Faridi, a manufacturing engineering student at the University of Tabriz, was first arrested in March 2024 by Iran’s Law Enforcement Intelligence Organization. After nearly a month in detention, he was released on bail, only to be re-arrested in June following a summons to Branch 15 of the Tabriz Prosecutor’s Office, known for handling so-called national security cases.
His death sentence was issued in February 2025 by Judge Ali Sheykhlou of Branch 3 of the Tabriz Revolutionary Court — a judge notorious for handing down heavy sentences against political and civil activists. The verdict was reportedly based on intelligence reports and an indictment filed by a prosecutor later exposed and convicted for corruption.
The prosecutor in question, Ali Mousavi Aghdam, was arrested in November 2024 — just months after initiating Faridi’s case — for leading a judicial corruption network, accepting bribes, falsifying evidence, and fabricating legal charges. He was swiftly dismissed from the judiciary.
Despite serious legal objections raised by Faridi and his lawyer, the court proceeded with the capital punishment ruling, without providing credible evidence — a fact now under scrutiny as the case is reviewed by Iran’s Supreme Court.
Faridi had previously received a six-month sentence for “propaganda against the Islamic Republic”, a separate charge often used against peaceful dissidents and activists.
His family, devastated yet determined, holds onto hope that the Supreme Court will overturn the sentence, especially considering the flawed process and Judge Sheykhlou’s record of being overruled in similar cases.

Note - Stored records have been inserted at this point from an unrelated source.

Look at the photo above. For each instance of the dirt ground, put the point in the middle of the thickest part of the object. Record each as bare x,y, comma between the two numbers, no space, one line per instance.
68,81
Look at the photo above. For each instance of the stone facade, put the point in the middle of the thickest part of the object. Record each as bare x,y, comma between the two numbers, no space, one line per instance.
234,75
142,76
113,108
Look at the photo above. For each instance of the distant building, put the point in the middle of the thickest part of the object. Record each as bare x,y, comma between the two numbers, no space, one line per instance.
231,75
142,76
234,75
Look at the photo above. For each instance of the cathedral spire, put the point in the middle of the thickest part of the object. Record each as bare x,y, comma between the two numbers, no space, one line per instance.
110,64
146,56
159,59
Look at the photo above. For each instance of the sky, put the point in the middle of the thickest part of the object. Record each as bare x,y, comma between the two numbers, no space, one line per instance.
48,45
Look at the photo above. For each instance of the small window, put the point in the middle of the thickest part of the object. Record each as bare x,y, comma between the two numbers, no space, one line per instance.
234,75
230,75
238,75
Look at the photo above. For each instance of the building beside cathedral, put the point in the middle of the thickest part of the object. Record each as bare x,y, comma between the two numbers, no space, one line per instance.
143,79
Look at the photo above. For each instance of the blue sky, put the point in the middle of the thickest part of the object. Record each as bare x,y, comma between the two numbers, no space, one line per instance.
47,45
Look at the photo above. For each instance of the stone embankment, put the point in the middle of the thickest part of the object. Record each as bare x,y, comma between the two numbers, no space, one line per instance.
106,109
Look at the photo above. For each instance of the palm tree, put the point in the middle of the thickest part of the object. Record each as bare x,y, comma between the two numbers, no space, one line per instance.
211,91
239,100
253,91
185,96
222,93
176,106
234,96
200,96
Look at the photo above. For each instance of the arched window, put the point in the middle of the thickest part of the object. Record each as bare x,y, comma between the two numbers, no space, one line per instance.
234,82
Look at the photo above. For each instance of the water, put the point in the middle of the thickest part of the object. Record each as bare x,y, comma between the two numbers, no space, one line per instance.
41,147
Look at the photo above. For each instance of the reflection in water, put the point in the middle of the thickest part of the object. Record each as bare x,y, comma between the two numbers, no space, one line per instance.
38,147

This case unfolds against the backdrop of a brutal wave of executions in Iran. Human rights organizations report that at least 230 prisoners, including 8 women, were executed in just the first three months of 2025 — more than double the executions during the same period last year. Among those at risk are roughly 60 political and security-related detainees currently on death row.
As the regime continues to silence dissent through death sentences and repression, the case of Ehsan Faridi serves as yet another stark reminder of the growing judicial crisis in Iran.